This report contains detailed information on Qatar's rules and regulations governing importation of food products.
THIS REPORT CONTAINS ASSESSMENTS OF COMMODITY AND TRADE ISSUES MADE BY
USDA STAFF AND NOT NECESSARILY STATEMENTS OF OFFICIAL U.S. GOVERNMENT
Required Report - public distribution
GAIN Report Number: Qatar 2011-02
Food and Agricultural Import Regulations and Standards -
FAIRS Country Report - Update
This report contains detailed information on Qatar's rules and regulations governing importation of food
Section I. Food Laws:
The State of Qatar is a member of the Gulf Cooperation Council (GCC), comprising the United Arab Emirates (UAE),
Bahrain, Kuwait, Oman, Qatar and Saudi Arabia. The Office of Agricultural Affairs (OAA) in Dubai covers Bahrain,
Kuwait, Oman, Qatar and UAE (also known as the GCC-5).
Food Standards: In 2008, Yemen became the newest member to Gulf Standards Organization (GSO), bringing the number
of GSO member countries to seven. GSO is responsible for developing food and non food standards in the GCC. The GSO
food standards committee, which is chaired by Qatar, has been actively updating GCC food standards. Over the past few
years, the committee has been working to harmonize existing standards within the guidelines of the Codex Alimentarius, ISO
and other international organizations. However, in some cases, differences still exist between some of the proposed new
standards and existing international guidelines.
In theory, each GCC member should notify the WTO of any proposed new standard. However, typically, one or two of the
member countries usually submit the notification.

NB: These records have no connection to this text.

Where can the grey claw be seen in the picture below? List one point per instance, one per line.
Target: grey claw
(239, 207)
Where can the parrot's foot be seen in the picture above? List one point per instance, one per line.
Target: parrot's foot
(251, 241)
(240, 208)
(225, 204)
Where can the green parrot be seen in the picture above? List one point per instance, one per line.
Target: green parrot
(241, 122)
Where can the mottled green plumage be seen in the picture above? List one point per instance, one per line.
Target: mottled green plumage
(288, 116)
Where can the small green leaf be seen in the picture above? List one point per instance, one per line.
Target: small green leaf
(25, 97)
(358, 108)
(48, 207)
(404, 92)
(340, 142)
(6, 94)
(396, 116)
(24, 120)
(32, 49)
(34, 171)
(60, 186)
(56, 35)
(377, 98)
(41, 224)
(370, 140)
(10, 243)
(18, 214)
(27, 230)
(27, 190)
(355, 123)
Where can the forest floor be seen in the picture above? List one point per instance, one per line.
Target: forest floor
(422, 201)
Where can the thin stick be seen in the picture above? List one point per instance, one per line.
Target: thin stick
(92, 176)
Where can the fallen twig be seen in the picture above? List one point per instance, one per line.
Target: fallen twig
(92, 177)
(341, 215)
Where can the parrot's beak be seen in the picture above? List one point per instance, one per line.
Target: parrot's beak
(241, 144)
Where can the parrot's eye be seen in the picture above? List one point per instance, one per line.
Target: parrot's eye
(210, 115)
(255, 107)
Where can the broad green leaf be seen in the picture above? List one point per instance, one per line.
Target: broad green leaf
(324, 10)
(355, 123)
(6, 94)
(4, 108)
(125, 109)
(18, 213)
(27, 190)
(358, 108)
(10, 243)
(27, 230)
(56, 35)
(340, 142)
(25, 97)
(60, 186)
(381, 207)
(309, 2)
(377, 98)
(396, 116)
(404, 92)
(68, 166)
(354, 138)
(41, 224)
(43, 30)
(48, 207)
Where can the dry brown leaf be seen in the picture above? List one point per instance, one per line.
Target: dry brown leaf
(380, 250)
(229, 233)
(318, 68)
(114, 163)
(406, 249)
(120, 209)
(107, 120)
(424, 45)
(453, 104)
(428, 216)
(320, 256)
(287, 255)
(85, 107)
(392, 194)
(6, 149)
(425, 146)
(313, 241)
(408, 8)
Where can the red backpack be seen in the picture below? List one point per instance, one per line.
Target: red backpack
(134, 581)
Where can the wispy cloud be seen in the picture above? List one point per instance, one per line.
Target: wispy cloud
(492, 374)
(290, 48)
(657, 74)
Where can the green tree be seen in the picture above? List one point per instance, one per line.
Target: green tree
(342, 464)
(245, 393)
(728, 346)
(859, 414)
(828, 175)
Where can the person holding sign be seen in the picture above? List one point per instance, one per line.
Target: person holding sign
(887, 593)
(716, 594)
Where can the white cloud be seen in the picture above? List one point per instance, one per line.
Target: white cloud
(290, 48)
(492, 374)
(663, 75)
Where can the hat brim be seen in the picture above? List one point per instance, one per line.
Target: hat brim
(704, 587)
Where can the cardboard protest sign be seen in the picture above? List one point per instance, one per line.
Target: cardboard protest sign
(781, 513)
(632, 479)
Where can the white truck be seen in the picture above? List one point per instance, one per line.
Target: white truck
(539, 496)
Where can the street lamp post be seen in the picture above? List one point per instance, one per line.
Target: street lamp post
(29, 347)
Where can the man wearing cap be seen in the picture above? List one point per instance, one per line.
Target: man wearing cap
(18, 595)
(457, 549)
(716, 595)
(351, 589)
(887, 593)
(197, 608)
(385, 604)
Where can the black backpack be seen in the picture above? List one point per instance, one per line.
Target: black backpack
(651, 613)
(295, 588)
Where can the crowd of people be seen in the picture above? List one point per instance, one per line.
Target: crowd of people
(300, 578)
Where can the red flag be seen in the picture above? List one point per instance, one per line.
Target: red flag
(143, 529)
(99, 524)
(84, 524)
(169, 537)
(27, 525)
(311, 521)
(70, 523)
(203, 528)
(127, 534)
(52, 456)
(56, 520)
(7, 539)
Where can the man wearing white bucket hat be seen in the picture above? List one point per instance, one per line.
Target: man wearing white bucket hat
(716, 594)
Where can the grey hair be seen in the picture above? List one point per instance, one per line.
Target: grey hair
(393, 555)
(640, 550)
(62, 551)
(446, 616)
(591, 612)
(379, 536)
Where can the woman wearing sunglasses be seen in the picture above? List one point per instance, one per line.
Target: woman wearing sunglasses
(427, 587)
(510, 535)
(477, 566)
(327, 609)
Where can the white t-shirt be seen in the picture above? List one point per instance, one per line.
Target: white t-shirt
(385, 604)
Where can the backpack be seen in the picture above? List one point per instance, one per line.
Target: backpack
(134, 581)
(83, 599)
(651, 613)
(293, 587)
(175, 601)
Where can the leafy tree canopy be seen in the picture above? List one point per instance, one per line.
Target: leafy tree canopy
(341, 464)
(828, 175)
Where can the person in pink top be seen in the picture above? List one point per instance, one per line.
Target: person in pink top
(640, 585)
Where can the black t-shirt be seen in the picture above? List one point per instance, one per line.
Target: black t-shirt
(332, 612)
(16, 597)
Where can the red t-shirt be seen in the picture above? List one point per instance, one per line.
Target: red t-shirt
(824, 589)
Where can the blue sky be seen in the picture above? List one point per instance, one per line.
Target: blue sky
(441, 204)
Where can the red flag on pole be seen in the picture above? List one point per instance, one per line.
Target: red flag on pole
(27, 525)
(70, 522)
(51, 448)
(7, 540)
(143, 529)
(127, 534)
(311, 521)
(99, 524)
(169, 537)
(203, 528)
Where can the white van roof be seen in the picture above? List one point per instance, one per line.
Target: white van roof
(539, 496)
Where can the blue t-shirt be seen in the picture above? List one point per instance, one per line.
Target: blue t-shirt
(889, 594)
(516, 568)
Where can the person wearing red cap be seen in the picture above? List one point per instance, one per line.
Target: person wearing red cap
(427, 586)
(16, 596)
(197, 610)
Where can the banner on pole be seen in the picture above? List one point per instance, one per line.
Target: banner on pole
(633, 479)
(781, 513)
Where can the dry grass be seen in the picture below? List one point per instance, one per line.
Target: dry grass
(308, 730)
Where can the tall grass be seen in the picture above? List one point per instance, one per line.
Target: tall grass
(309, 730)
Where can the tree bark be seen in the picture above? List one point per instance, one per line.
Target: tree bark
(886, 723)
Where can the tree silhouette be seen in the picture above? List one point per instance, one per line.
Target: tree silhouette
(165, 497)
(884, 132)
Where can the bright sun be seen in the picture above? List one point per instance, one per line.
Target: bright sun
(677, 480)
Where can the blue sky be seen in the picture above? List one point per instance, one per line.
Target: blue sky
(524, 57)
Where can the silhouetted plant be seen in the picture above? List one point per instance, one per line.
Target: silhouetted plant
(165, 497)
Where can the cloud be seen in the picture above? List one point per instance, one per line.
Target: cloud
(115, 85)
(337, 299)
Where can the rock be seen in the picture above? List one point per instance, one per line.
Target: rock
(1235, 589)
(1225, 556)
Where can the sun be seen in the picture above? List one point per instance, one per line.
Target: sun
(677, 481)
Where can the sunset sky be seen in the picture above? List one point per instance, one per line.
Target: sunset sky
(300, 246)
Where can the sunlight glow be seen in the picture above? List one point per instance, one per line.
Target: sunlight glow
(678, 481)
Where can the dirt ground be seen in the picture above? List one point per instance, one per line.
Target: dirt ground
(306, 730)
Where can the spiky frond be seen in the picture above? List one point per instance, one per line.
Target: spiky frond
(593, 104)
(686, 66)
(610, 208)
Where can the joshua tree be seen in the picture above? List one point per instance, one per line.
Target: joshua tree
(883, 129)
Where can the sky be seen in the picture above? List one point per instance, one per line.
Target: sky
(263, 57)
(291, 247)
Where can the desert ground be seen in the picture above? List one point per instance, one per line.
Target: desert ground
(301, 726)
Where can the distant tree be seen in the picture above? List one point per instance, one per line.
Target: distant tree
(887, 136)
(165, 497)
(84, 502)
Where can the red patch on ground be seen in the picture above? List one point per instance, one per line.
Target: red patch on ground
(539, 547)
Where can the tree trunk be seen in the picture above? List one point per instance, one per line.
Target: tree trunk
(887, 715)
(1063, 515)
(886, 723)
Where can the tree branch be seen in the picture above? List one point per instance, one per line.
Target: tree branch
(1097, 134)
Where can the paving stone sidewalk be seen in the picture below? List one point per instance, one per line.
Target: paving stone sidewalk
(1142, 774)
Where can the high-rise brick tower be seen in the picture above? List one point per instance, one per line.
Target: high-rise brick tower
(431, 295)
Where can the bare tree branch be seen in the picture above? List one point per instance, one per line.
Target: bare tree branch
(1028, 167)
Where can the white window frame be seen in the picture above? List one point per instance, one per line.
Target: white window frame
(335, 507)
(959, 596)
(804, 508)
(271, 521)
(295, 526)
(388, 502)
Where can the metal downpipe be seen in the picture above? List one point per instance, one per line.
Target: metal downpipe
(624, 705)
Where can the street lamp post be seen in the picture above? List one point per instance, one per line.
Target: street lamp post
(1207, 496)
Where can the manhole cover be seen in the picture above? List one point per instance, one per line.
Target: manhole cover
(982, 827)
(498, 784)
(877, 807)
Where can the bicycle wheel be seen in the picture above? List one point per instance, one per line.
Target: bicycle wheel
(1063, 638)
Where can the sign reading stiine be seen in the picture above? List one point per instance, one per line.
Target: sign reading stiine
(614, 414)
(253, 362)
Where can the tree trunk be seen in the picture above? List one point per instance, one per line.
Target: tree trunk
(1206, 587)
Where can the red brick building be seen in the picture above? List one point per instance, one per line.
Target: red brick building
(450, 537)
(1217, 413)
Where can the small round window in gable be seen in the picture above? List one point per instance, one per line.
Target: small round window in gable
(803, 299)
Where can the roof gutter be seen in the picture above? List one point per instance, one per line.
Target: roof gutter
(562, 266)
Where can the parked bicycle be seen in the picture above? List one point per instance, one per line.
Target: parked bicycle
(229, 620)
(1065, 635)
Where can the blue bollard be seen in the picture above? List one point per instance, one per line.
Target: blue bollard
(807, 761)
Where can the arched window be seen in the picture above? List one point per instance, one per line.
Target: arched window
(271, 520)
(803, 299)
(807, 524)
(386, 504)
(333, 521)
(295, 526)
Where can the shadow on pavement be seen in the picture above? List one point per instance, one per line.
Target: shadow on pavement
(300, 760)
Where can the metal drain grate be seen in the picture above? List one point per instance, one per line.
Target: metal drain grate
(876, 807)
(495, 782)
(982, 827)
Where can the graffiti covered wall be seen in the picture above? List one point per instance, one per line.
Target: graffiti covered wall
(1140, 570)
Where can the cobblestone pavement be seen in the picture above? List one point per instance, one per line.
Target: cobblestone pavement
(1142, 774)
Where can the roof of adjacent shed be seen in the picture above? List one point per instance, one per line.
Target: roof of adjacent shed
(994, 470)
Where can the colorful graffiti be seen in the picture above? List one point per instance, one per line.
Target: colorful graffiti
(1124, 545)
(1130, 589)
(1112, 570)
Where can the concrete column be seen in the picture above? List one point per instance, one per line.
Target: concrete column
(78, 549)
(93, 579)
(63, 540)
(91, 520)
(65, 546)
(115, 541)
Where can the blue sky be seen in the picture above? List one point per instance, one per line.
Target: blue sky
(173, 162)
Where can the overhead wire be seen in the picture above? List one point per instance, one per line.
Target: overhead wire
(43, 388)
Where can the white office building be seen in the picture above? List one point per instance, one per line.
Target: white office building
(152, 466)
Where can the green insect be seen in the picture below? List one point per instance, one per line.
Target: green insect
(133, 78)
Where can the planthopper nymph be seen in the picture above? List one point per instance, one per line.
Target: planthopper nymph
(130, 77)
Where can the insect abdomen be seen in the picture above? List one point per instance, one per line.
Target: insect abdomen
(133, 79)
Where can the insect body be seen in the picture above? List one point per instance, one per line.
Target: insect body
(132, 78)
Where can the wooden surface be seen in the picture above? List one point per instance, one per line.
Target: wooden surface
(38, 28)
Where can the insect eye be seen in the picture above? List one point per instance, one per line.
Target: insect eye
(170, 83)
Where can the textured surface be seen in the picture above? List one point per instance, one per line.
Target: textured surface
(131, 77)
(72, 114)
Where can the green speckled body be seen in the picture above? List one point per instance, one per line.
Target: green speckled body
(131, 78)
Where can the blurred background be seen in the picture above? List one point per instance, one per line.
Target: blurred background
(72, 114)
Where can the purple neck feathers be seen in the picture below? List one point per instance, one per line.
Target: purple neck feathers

Interested parties who review these notifications should bear in mind that,
while a notification may be submitted by a single GCC member, the proposed standard will eventually apply to all GCC
member countries. Once a new standard is approved by the GSO food standards committee, each member country officially
adopts the standard, thus making it a national standard as well as a GSO standard.
The first GSO shelf life and labeling standards were issued in the nineties. In 2007, the first review of both standards was
completed and approved. The standards brought the GCC into closer compliance with the guidelines of Codex Alimentarius
and, for the most part, offer more flexible requirements for importing foods from foreign markets.
In 2011, another review of the standards was completed and notified by Bahrain to the TWO. The new draft standards with
limited changes to the existing standards are being studied by WTO member countries.
The GSO has created 3 subcommittees to follow-up on food related issues:
1. Bio-technology and organic food subcommittee that is chaired and hosted by the UAE
2. Labeling subcommittee that is chaired and hosted by Oman.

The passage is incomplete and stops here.